Months later, after a failed suicide attempt, Sally spent a few days in the psych hospital. When she got out, our pastor called us youth together and suggested a plan.
“Sally needs friends. Why don’t you take her out somewhere, like bowling.”
It seemed an odd suggestion at the time, but perhaps bowling was one of the most innocuous activities of youth our pastor could think of. He told our parents of the outing and encouraged drivers. He reminded us all of the sinfulness of gossip and judgement. He made our parents see the profound Christian lessons to be taught in an afternoon at the alley.
And so we went bowling.
That day is etched in my mind for two reasons. First, I had never been bowling and so, when my turn came, I thought I was being particularly clever—and the others incredibly dumb not to try this—by running as far as I could down the lane. I butt slid almost all the way to the pins, and every time I tried to stand up, I slid down again. I had to be rescued by an attendant. The laughter from my peers was ear-splitting. Even Sally, who had been quiet all day, was howling. Fortunately, I have always enjoyed making people laugh, so only my tailbone was hurt, not my feelings.

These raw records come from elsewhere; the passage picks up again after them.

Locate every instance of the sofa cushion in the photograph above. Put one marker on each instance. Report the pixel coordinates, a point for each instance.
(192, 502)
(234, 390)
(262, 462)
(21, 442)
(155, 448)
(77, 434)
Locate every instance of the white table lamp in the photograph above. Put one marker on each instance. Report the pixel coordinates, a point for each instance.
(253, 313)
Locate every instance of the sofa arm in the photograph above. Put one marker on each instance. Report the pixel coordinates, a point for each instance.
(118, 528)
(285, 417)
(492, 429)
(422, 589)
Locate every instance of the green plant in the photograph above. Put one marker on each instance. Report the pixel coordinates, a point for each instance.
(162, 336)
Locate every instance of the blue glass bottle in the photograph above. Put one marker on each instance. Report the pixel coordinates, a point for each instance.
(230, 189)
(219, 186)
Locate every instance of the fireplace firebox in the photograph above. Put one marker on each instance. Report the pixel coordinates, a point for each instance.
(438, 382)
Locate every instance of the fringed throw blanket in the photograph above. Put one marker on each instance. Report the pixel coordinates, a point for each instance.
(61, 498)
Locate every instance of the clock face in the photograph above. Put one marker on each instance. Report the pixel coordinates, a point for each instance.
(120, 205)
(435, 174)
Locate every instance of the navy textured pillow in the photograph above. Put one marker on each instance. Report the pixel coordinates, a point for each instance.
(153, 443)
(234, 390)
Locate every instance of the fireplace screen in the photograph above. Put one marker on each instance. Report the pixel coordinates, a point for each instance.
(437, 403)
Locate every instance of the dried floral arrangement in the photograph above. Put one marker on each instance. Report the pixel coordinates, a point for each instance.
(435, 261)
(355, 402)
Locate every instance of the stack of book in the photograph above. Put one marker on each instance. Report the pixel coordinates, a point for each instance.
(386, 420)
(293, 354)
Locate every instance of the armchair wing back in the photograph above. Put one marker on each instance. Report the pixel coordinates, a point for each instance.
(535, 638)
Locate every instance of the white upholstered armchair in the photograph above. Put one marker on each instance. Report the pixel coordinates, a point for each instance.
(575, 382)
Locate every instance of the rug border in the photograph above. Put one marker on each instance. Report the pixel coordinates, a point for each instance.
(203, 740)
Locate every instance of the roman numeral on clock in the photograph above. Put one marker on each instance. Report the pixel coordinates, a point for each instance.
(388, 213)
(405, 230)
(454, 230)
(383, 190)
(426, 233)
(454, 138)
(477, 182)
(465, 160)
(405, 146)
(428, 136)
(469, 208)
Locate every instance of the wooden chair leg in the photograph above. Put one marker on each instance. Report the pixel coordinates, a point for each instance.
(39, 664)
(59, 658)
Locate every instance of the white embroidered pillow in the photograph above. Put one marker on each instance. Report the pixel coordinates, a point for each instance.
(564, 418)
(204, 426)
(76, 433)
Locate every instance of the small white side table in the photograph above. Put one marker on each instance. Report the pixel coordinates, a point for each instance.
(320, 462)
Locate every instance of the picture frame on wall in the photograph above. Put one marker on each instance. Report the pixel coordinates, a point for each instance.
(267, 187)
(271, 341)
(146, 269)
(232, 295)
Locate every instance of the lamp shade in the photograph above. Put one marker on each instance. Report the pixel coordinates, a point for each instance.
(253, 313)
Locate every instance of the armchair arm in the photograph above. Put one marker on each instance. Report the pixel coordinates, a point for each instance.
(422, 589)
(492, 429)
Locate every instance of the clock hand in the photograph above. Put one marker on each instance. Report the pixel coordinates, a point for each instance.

But the second thing I recall about the outing is how the afternoon felt—the facile joy of being in that air-conditioned alley in the July humidity. Although I couldn’t articulate it at the time, those were hours of simplicity—of unconsciously relishing our youth with the blank slates of our lives spread out before us. Especially Sally. We gathered to cheer up someone whom we alternately admired and recoiled from. We came together as teens, and amidst the heavy knocking of balls against the pins, swirling around the cheers and laughter, was a feeling of hopefulness. A deep exhaling of God’s grace.
A few years ago, I ran into Sally. Now a nurse manager, she has a 25-year marriage and four children. “A house full of teenage boys!” she said. As we made small talk, a colleague of hers joined us, and Sally introduced me as a “friend from childhood” and went on to recount the story of my first bowl.
I’m glad Sally remembers me as a friend because I don’t feel like I was one. I’m thankful for pastors who counsel lost little girls, who speak truth to hatred, who remind us that every situation is complex, and that judgement lies in the hands of God alone. For parents who, despite their misgivings and their biases, pushed us to go bowling.
On this Independence Day, I’m longing for freedom. I’m thankful for choice— sometimes misguided, always complicated—and for the second chances that choice yields. For Sally’s story and a hundred other stories that I’ve heard.
And I’m thankful for my first bowling experience. Although I’ve never been a good bowler, I now know to stay behind the line.
But I’m glad I learned it the hard way.